On 02/02/2024 6:04 pm, Pasha Tatashin wrote:
Hmm, I did misspeak slightly (it's late and I really should have left
this for tomorrow...) - that's 12KB per CPU *per domain*, but still that
would seem to imply well over 100 domains if you have 242MB of magazine
allocations while the iommu_iova cache isn't even on the charts... what
the heck is that driver doing?
(I don't necessarily disagree with the spirit of the patch BTW, I just
really want to understand the situation that prompted it, and make sure
we don't actually have a subtle leak somewhere.)
Hi Robin,
The following tracing is without Google TPU, simply upstream kernel:
The iova_domain_init_rcaches is called 159 with the following stack:
iova_domain_init_rcaches
iommu_setup_dma_ops
amd_iommu_probe_finalize
bus_iommu_probe
iommu_device_register
iommu_init_pci
amd_iommu_init_pci
state_next
iommu_go_to_state
amd_iommu_init
pci_iommu_init
do_one_initcall
Each time 1536K is allocated: in total 159 * 1536K = 238.5M
Yikes, so it really does just have that many IOMMU groups?
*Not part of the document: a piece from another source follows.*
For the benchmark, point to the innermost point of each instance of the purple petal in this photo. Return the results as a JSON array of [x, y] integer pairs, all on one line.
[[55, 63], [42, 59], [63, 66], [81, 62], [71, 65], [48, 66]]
OK, fair
enough, call me convinced :)
On balance though, I think I'd prefer to just stick the lifecycle
management into iova_cache_{get,put} for simplicity - spending ~256
bytes on another kmem_cache we might not use can hardly be significantly
more than the extra code and static data necessary to track its usage
separately anyway.
Thanks,
Robin.
The allocation happens like this:
for (IOVA_RANGE_CACHE_MAX_SIZE)
for_each_possible_cpu()
iova_magazine_alloc
iova_magazine_alloc
IOVA_RANGE_CACHE_MAX_SIZE = 6
ncpu = 128
sizeof (struct iova_magazine) = 1K
6 * 128 * (1K + 1K) = 1536K
Pasha